In Asia, private bankers scout for opportunities on behalf of the UBS Investment Bank. In New York, financial advisors sell funds created by investment bankers in London. Securities issued by a central funding entity are transmuted into structured products for private clients. This is the UBS integrated business model in action today.
UBS does not encourage its business groups to work together for the sake of it. Rather the case for cooperation centres on the customer. "We focus on our clients and aim to deliver the whole firm," says UBS President Peter Wuffli. "One of the main objectives of the integrated model has been to give our clients access to the complete range of our products and services across the whole firm, and this is what our clients want," he amplified at a recent senior management conference.
Delivering the firm in this way means drawing on its total resources. Only by doing so can private bankers devise best-in-class solutions for extremely wealthy private clients. Or investment bankers tap the specialised skills available within UBS Global Asset Management to create new structured products.
But UBS is not out to reinvent universal banking, Wuffli notes: "We integrate only where it adds value or eliminates wasteful duplication of infrastructure." These criteria clearly apply to UBS’s group treasury function where cash and interest rate exposures from across UBS are centrally managed to mitigate risk, cut costs, and maximize tax efficiency. (See box.)
The synergies captured by the centralised treasury alone amount to several hundred million Swiss francs every year, according to UBS’s Group Treasurer. Meanwhile, a separate internal study has concluded that cooperative efforts across the entire bank generate value equivalent to a significant fraction of the firm’s total revenues.
If cooperation makes such good sense for both clients and the bottom line, how is it that the UBS integrated model has only recently come to prominence? Peter Wuffli explains that the concept has deep roots but that implementation had to wait for the right conditions.
"When we were debating the shape of the future UBS around the time of the 1998 merger, we decided to create a powerful group that leveraged the synergies between its different components," he recalls. "Unlike the holding company or conglomerate model, we believed that a successfully integrated firm would be secure against the threat of subsequent break-up."
Before integration - and, with it, a single UBS brand - could come into play, however, the individual businesses first had to establish leadership positions in their respective markets. By 2000, most businesses were well on the way to achieving this goal.
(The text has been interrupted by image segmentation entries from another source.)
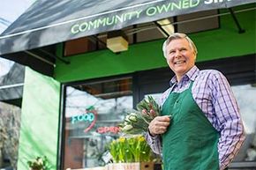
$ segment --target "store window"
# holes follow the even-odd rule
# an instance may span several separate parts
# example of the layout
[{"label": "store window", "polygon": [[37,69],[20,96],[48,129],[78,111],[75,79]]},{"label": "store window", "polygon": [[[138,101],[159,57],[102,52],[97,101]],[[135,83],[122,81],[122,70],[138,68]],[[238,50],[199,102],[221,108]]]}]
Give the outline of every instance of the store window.
[{"label": "store window", "polygon": [[132,78],[67,85],[64,169],[104,165],[108,144],[132,109]]}]

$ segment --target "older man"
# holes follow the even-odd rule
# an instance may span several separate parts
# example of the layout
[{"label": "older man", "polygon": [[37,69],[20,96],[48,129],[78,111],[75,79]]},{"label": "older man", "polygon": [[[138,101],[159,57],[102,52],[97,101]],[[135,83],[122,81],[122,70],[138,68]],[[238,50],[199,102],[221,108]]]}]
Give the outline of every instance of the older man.
[{"label": "older man", "polygon": [[162,95],[162,115],[149,124],[149,145],[162,154],[164,170],[225,169],[245,140],[230,85],[221,72],[195,66],[187,35],[173,33],[162,48],[175,77]]}]

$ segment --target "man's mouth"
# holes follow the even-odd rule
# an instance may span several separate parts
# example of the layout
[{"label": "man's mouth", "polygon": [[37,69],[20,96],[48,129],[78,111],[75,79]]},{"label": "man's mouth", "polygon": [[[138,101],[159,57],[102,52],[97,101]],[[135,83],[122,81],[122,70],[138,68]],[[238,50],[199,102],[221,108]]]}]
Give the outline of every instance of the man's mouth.
[{"label": "man's mouth", "polygon": [[175,62],[174,64],[181,64],[181,63],[184,63],[185,61],[177,61],[177,62]]}]

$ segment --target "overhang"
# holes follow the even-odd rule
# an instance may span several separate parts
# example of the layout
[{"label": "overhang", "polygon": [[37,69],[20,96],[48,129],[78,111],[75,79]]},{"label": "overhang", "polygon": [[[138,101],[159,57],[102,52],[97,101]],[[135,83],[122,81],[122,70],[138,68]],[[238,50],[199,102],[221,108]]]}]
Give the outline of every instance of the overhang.
[{"label": "overhang", "polygon": [[[37,0],[0,35],[0,55],[33,66],[41,63],[38,55],[30,51],[34,48],[172,16],[251,3],[255,0]],[[48,56],[41,58],[45,61],[40,72],[52,74],[56,56],[42,53]]]}]

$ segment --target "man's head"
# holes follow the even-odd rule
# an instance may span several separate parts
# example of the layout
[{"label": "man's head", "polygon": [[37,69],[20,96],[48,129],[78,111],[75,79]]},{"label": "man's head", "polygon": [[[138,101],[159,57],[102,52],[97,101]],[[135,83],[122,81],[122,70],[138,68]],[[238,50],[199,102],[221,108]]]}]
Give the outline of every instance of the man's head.
[{"label": "man's head", "polygon": [[162,50],[178,81],[195,64],[197,48],[186,34],[171,34],[163,43]]}]

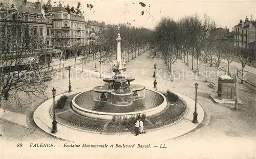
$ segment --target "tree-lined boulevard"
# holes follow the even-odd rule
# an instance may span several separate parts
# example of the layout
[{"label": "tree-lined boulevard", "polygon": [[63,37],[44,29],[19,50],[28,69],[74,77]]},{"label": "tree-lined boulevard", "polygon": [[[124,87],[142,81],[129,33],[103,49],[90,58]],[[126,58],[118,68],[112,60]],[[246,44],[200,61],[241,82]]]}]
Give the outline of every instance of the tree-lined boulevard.
[{"label": "tree-lined boulevard", "polygon": [[[200,17],[192,15],[178,20],[163,17],[154,30],[124,26],[118,27],[120,30],[118,30],[117,26],[106,25],[100,28],[95,34],[96,43],[82,47],[81,43],[74,44],[73,56],[69,58],[66,58],[67,44],[62,41],[61,51],[56,53],[56,58],[51,63],[39,62],[43,58],[45,59],[42,61],[46,60],[45,50],[46,47],[50,48],[46,46],[47,45],[37,36],[34,30],[30,31],[26,25],[19,23],[7,26],[4,25],[6,32],[0,33],[2,40],[0,46],[0,113],[3,115],[0,134],[2,142],[8,145],[1,147],[4,155],[11,155],[8,154],[7,148],[17,143],[26,145],[25,143],[30,142],[25,146],[27,148],[29,145],[37,147],[46,140],[49,143],[42,144],[42,146],[61,144],[68,147],[68,145],[75,145],[53,137],[57,136],[58,131],[63,133],[61,129],[57,130],[55,128],[51,135],[42,131],[34,120],[34,113],[47,100],[53,97],[54,100],[55,95],[103,85],[102,78],[113,75],[111,71],[114,67],[113,63],[118,58],[117,35],[120,35],[117,40],[121,40],[121,60],[127,68],[126,76],[134,77],[138,83],[143,83],[156,91],[163,88],[193,99],[195,101],[195,113],[187,115],[194,115],[194,118],[195,114],[197,118],[198,115],[204,117],[202,122],[192,131],[175,139],[158,143],[159,145],[166,145],[166,149],[167,147],[169,149],[169,153],[163,153],[163,155],[178,157],[182,153],[182,156],[186,158],[255,157],[256,90],[253,85],[244,82],[256,84],[256,68],[247,65],[255,58],[255,50],[236,49],[233,35],[227,29],[220,33],[215,22],[207,15]],[[24,28],[20,30],[24,33],[12,32],[13,26]],[[240,59],[240,62],[233,61],[234,56]],[[215,103],[210,97],[217,94],[218,77],[225,74],[231,77],[235,85],[234,104]],[[238,98],[242,104],[238,103]],[[203,110],[201,112],[204,113],[197,113],[198,103]],[[56,123],[54,110],[55,107],[53,125],[55,122],[56,126],[60,124]],[[151,136],[151,132],[143,135],[148,135],[148,140],[154,141],[154,138],[160,139],[163,132],[175,134],[185,129],[186,125],[198,122],[197,120],[193,118],[192,121],[187,117],[182,120],[185,121],[184,126],[177,131],[164,132],[163,128],[154,130],[159,131],[159,136]],[[96,138],[97,135],[101,136],[102,139],[105,135],[96,133]],[[75,137],[76,134],[70,136]],[[116,135],[115,142],[118,140],[118,136],[125,138],[123,134]],[[139,138],[136,139],[138,143],[135,143],[138,148],[151,146],[147,143],[140,143]],[[135,140],[134,138],[127,140]],[[100,142],[103,141],[95,143]],[[88,143],[84,147],[93,145],[108,147],[106,144],[101,144]],[[120,148],[125,145],[113,144]],[[129,149],[119,149],[119,149],[121,150],[118,153],[131,152]],[[21,150],[17,149],[17,154],[24,154]],[[102,152],[109,154],[112,151],[102,150]],[[59,157],[68,153],[62,150],[55,152],[53,152],[53,155]],[[145,157],[152,157],[151,153],[146,152]],[[133,156],[135,153],[130,155]]]}]

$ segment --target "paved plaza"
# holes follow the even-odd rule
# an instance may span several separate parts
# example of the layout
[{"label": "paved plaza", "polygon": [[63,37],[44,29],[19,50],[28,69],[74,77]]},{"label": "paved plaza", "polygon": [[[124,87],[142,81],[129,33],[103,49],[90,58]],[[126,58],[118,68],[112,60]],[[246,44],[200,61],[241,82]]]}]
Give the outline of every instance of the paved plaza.
[{"label": "paved plaza", "polygon": [[[255,98],[253,97],[256,94],[254,88],[246,83],[239,84],[239,97],[244,102],[244,104],[240,105],[240,110],[235,111],[223,107],[221,104],[215,103],[210,98],[210,95],[217,93],[217,89],[210,88],[208,85],[211,82],[217,84],[216,77],[211,77],[207,83],[205,83],[203,75],[198,76],[195,73],[192,73],[191,75],[186,75],[187,72],[192,72],[191,65],[189,64],[189,66],[188,67],[181,60],[178,60],[174,65],[174,72],[176,75],[176,78],[171,82],[166,65],[161,61],[147,59],[147,55],[145,52],[133,60],[130,60],[130,62],[126,65],[126,76],[135,77],[136,80],[133,84],[143,84],[147,87],[152,88],[154,82],[154,78],[152,78],[154,64],[157,63],[157,72],[158,72],[157,81],[158,88],[164,90],[169,89],[171,91],[181,93],[193,99],[195,99],[195,96],[194,84],[198,83],[199,84],[198,102],[202,107],[202,111],[203,110],[204,114],[202,114],[202,111],[199,113],[199,118],[203,117],[203,119],[202,118],[202,122],[199,125],[196,125],[198,126],[196,129],[187,134],[181,133],[183,136],[178,138],[168,140],[175,138],[176,136],[179,136],[179,134],[181,134],[181,131],[188,129],[188,127],[193,124],[191,122],[192,114],[189,112],[187,115],[188,117],[186,118],[185,117],[180,123],[176,123],[169,127],[149,132],[145,135],[139,137],[134,137],[132,135],[108,136],[106,135],[83,132],[84,133],[84,137],[83,138],[83,135],[80,132],[78,132],[80,135],[76,137],[74,132],[68,132],[68,129],[65,129],[63,125],[58,124],[59,134],[64,134],[66,136],[63,137],[62,136],[63,138],[68,137],[66,138],[67,139],[69,139],[71,141],[74,140],[76,142],[79,142],[80,140],[81,142],[85,142],[88,144],[92,144],[96,143],[93,139],[96,138],[98,141],[104,141],[105,143],[117,143],[120,141],[120,143],[122,144],[123,141],[127,139],[128,141],[126,142],[128,143],[134,142],[135,141],[144,144],[151,143],[152,146],[156,144],[158,146],[162,143],[164,144],[168,148],[163,148],[162,150],[153,148],[151,149],[152,153],[150,153],[148,150],[147,151],[145,149],[133,150],[133,153],[128,153],[129,154],[126,156],[127,158],[135,156],[136,153],[140,153],[144,157],[157,157],[159,155],[163,156],[163,157],[167,156],[169,157],[172,156],[173,158],[181,157],[181,156],[183,158],[199,157],[253,158],[255,157],[256,101]],[[68,59],[65,62],[65,65],[72,65],[72,63],[74,64],[74,59]],[[55,63],[58,64],[58,62],[56,61]],[[81,72],[81,63],[77,60],[76,68],[72,67],[71,70],[72,75],[71,85],[73,93],[79,92],[83,89],[91,88],[94,86],[104,84],[102,79],[98,78],[99,76],[98,64],[97,64],[97,68],[95,68],[95,62],[91,60],[89,63],[83,65],[83,72]],[[58,66],[55,67],[58,67]],[[194,68],[196,67],[196,61],[195,61]],[[200,67],[201,70],[204,70],[203,62],[201,62]],[[215,69],[213,67],[208,67],[208,69],[209,71],[212,71]],[[102,66],[102,70],[104,73],[104,76],[111,76],[113,74],[109,72],[109,66],[108,64]],[[178,72],[180,73],[179,75],[180,77],[179,78]],[[3,116],[4,120],[1,121],[2,143],[6,143],[7,145],[10,146],[14,146],[15,150],[16,149],[15,147],[15,144],[20,141],[24,141],[24,143],[28,143],[27,145],[25,144],[24,148],[28,148],[30,142],[39,143],[46,141],[56,145],[72,143],[69,141],[63,141],[49,135],[37,127],[33,121],[34,112],[42,104],[46,104],[47,105],[45,108],[42,107],[46,110],[42,110],[41,112],[45,112],[46,115],[49,114],[48,112],[47,112],[47,107],[49,110],[50,104],[52,103],[51,91],[52,87],[55,88],[57,95],[67,93],[69,83],[68,73],[68,71],[65,70],[65,76],[63,77],[61,71],[59,72],[58,76],[49,84],[51,87],[48,88],[45,95],[40,96],[40,98],[32,100],[28,104],[24,103],[22,105],[23,106],[22,109],[14,107],[15,103],[4,102],[2,107],[3,110],[0,112],[3,113],[5,110],[6,111],[5,116]],[[182,74],[184,74],[183,76]],[[25,97],[24,98],[25,98]],[[16,117],[12,118],[13,116]],[[21,119],[19,120],[19,118]],[[25,119],[27,126],[26,126],[26,123],[24,122]],[[48,125],[45,126],[48,126],[49,129],[50,129],[51,121],[49,119],[51,118],[44,119],[45,121],[48,121],[47,122]],[[42,121],[42,123],[44,122]],[[176,126],[178,125],[178,124],[181,124],[182,126]],[[176,133],[179,134],[176,135]],[[72,139],[75,139],[72,140]],[[8,143],[7,143],[7,140]],[[39,150],[33,149],[32,151],[36,153]],[[72,151],[74,151],[73,153],[81,153],[81,150],[74,149]],[[89,153],[88,151],[88,149],[86,150],[88,153],[87,157],[93,157],[93,155],[96,154],[93,152]],[[117,153],[117,156],[118,156],[122,153],[127,153],[130,151],[131,150],[129,149],[118,149],[117,152],[116,149],[115,150],[102,149],[102,153],[100,154],[97,154],[97,156],[98,157],[110,157],[110,155],[114,152]],[[2,152],[4,155],[4,148],[2,149]],[[68,154],[68,151],[54,151],[53,150],[49,150],[49,152],[52,153],[53,156],[57,156],[59,157],[72,156],[70,154]],[[23,154],[24,156],[26,156],[25,152],[21,149],[17,149],[17,154]],[[35,157],[36,157],[36,154],[35,155]],[[47,154],[45,154],[45,156],[46,156]],[[82,155],[81,154],[81,156],[82,156]],[[42,157],[42,155],[40,156]]]}]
More management time could therefore be devoted to exploring and exploiting the synergies between business groups.
An early outcome of this new emphasis on cooperation across the bank was "UBS. The Bank for Banks", the all-bank programme launched in 2001 to position UBS as the partner of choice for financial institutions worldwide. (See box.) Encouraged by the success of this and other initiatives, the bank’s top management then moved to institutionalise the integrated model.
Last year, individual members of the UBS Group Executive Board took on responsibility for promoting cross-divisional cooperation in specific regions. They are backed by "country facilitators" in most of UBS’s major markets. These efforts are already bearing fruit in the shape of joint logistics, marketing, and product development.
"Our products, services, and expertise make us an exceptionally broad and deep institution," says Marten Hoekstra, a UBS executive who has contributed to the development of the integrated strategy. "The challenge is to deliver this to the client in a focused and consistent way. That is what the integrated business model is all about. It is simply a better way to serve the client."